We first claim that  $\alpha :=1+{\text{cos}}^{2}x+{\text{sin}}^{4}x=1+{\text{sin}}^{2}x+{\text{cos}}^{4}x$. Indeed, note that ${\text{sin}}^{4}x-{\text{cos}}^{4}x=({\text{sin}}^{2}x+{\text{cos}}^{2}x)({\text{sin}}^{2}x-{\text{cos}}^{2}x)={\text{sin}}^{2}x-{\text{cos}}^{2}x$
which is the desired after adding $1+{\text{cos}}^{2}x+{\text{cos}}^{4}x$  to both sides.

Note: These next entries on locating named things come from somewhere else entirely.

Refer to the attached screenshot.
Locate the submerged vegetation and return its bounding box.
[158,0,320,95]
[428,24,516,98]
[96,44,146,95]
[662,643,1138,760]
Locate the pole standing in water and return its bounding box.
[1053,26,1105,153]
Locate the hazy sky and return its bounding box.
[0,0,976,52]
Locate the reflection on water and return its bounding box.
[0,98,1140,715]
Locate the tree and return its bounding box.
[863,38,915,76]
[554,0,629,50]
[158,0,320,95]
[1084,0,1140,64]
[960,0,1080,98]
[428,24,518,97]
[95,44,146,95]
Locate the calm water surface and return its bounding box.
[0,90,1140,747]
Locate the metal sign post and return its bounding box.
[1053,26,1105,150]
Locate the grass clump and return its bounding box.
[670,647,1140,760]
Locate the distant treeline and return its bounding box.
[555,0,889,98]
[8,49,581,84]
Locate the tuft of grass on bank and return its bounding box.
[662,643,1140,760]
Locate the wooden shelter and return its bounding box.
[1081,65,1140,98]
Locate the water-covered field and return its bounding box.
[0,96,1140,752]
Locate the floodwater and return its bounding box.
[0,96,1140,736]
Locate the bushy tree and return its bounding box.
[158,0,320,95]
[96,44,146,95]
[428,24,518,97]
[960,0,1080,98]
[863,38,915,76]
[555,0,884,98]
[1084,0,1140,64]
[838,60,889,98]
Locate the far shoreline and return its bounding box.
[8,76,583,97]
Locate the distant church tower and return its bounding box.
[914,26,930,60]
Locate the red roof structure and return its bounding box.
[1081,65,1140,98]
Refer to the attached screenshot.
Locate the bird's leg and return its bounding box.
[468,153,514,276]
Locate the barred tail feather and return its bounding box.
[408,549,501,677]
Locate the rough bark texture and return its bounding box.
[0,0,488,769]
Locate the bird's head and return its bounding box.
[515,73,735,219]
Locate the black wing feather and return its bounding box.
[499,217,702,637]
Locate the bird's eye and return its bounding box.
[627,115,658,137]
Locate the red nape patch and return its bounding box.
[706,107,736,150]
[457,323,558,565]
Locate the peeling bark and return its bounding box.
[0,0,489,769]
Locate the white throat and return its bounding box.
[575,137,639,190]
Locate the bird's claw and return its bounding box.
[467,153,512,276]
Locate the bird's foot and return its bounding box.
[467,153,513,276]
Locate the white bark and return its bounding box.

Hence,  $\text{sincesin}\alpha =\frac{13}{14}$, we have  $\text{cos}\alpha =\pm \frac{3\sqrt{3}}{14}$. It remains to determine the sign. Note that  $\alpha =t^2-t+2$ where  $t={\text{sin}}^{2}x$. We have that  t is between 0 and 1 . In this interval, the quantity  $t^2-t+2$ is maximized at $t\in \{0,1\}$ and minimized at $t=1/2$ , so  $\alpha$ is between $7/4$  and 2 . In particular,  $\alpha \in (\pi /2,3\pi /2)$, so  $\cos \alpha$ is negative. It follows that our final answer is $-\frac{3\sqrt{3}}{14}$.